Gilbert Fiaschi

Le 20 juillet 1962,
Sur la route entre Marceau et Cherchell
Témoignage de son fils, Jean-Marc Fiaschi.
Je m’appelle Jean-Marc Fiaschi, fils aîné de Gilbert Fiaschi, disparu à l’âge de 42 ans et voici le récit du drame qui a bouleversé la vie de notre famille. J’avais à l’époque 14 ans, ma soeur 8 et mon frère 6; nous vivions avec nos parents et notre grand-mère paternelle dans l’exploitation viticole familiale à Marceau où la famille Fiaschi s’était installée au début du siècle (en 1900).
Après le départ de l’armée française en mars-avril 1962 et de la plupart des ressortissants français habitant Marceau, nos parents décidèrent de se mettree à l’abri à Alger car il paraissait qu’en ville les risques étaient moindres. Les attebtats se multipliaient à l’approche de l’indépendance, il était préférable pour nous, les enfants, de regagner la France, accompagnés de notre grand-mère. Aussi le 17 juin 1962, nous quittions l’ Algérie, laissant nos parents pour s’occuper des propriétés de Marceau, avant de nous rejoindre à la fin de l’été, les vendanges terminées et pourquoi pas, disait notre père, rentrer chez nous, si la sécurité en Algérie le permettait. Ainsi donc, mon père faisait une fois par semaine le trajet entre Alger et Marceau pour l’organisation du travail hebdomadaire et la paye des ouvriers agricoles, jusqu’au jour du 20 juillet où, après avoir déjeuné chez nos parents les Turbessi (derniers Français à avoir quitté le village), il devait rejoindre Cherchell faire une visite à d’autres parents, les Franzini et rentrer en fin d’après-midi à Alger où notre mère l’attendait. Voyant les heures passer, l’inquiétude s’installer, après l’échange de plusieurs coups de téléphonen tous se sont rendus à l’évidence du drame qui venait de nous arriver, avec l’enlèvement de notre père entre Marceau et Cherchell où sa trace a disparu. Notre mère, de son côté, après avoir signalé la disparition et porté plainte pour enlèvement auprès des autorités algériennes, après avoir demandé audience auprès des chefs du gouvernement en place… Sans suite… Elle a alerté la Croix-Rouge, espérant quelques nouvelles… Mais rien n’a abouti.

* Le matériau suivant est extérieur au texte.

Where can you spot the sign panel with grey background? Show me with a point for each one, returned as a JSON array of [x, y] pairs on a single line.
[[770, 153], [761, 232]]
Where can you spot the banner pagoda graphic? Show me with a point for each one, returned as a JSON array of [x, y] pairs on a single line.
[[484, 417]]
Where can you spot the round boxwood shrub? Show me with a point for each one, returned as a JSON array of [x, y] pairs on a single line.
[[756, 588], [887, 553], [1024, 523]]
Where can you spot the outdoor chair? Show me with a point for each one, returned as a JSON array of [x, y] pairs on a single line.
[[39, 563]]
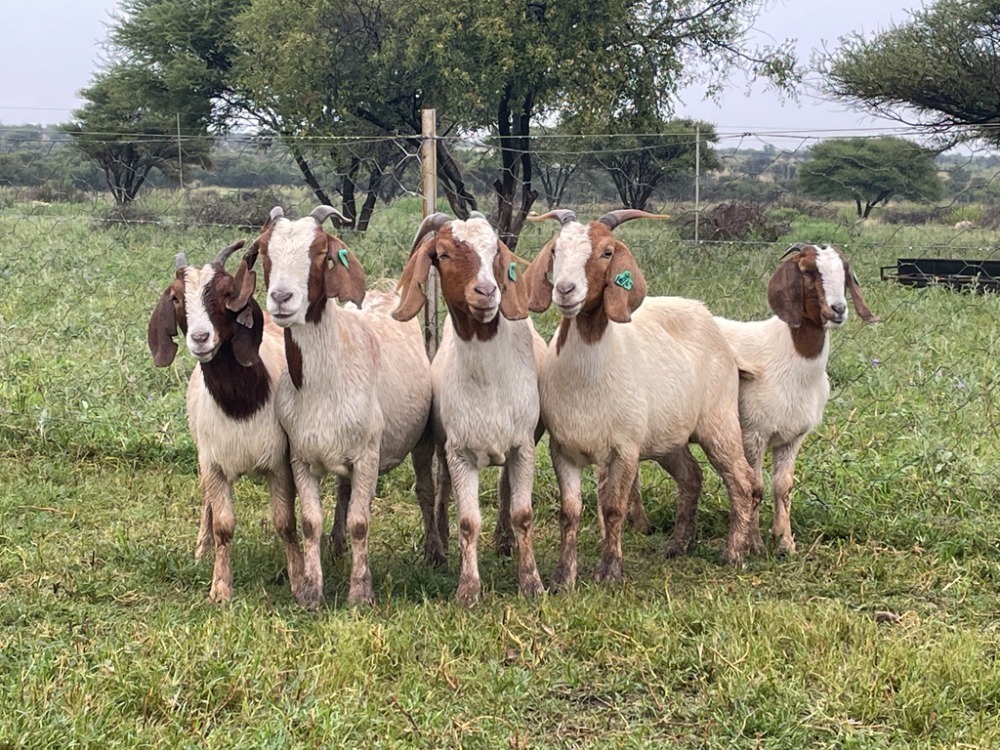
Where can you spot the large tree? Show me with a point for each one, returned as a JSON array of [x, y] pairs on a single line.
[[870, 171], [124, 128], [939, 70]]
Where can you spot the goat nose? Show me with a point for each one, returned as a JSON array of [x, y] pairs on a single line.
[[485, 290]]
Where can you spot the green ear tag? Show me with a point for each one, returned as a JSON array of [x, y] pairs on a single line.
[[624, 280]]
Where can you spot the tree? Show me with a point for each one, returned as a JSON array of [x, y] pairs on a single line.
[[641, 154], [125, 131], [870, 171], [938, 70]]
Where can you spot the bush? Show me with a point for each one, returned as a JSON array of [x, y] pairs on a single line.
[[242, 209]]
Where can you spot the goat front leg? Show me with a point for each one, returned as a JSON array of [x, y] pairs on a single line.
[[570, 507], [520, 470], [686, 473], [465, 480], [364, 478], [282, 487], [218, 495], [423, 473], [613, 507], [782, 478], [307, 486]]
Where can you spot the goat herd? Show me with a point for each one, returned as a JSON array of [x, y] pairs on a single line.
[[348, 389]]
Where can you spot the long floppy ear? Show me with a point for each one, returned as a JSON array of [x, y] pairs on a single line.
[[784, 292], [536, 278], [513, 296], [161, 331], [625, 288], [859, 301], [345, 278], [415, 273], [244, 282], [248, 332]]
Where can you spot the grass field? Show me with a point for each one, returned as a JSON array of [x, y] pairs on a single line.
[[881, 632]]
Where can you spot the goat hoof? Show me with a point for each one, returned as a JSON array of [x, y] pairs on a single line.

Notre grand mère paternelle, mise au courant de l’enlèvement de son fils, est rentrée en Algérie jusqu’au village Marceau pour essayer d’avoir quelques renseignements auprès des dirigeants fellaghas (que par ailleurs nous connaissions bien étant des habitants du village) ; ceux-ci, apparemment désolés et honteux, lui ont dit que malheureusement ils ne pouvaient rien face à des bandes rebelles incontrôlées sévissant dans la région.
Se sentant abandonnées et ne pouvant plus rien faire, devant le mutisme des autorités algériennes, notre grand-mère, puis, quelques mois plus tard, notre mère sont rentrées définitivement en France.
Pendant de nombreuses années, l’espoir nous a aidés à vivre, espérant le jour heureux de revoir notre père parmi nous ; on disait à l’époque qu’il existait des camps de prisonniers français dans le sud algérien… puis, plus rien, le silence… et la vie a continué sans reconnaissance, sans deuil, avec le souvenir de ces tristes moments que nous seuls savons, pour les avoir vécus et qui, 42 ans après, nous laissent une blessure gravée pour toujours dans notre mémoire.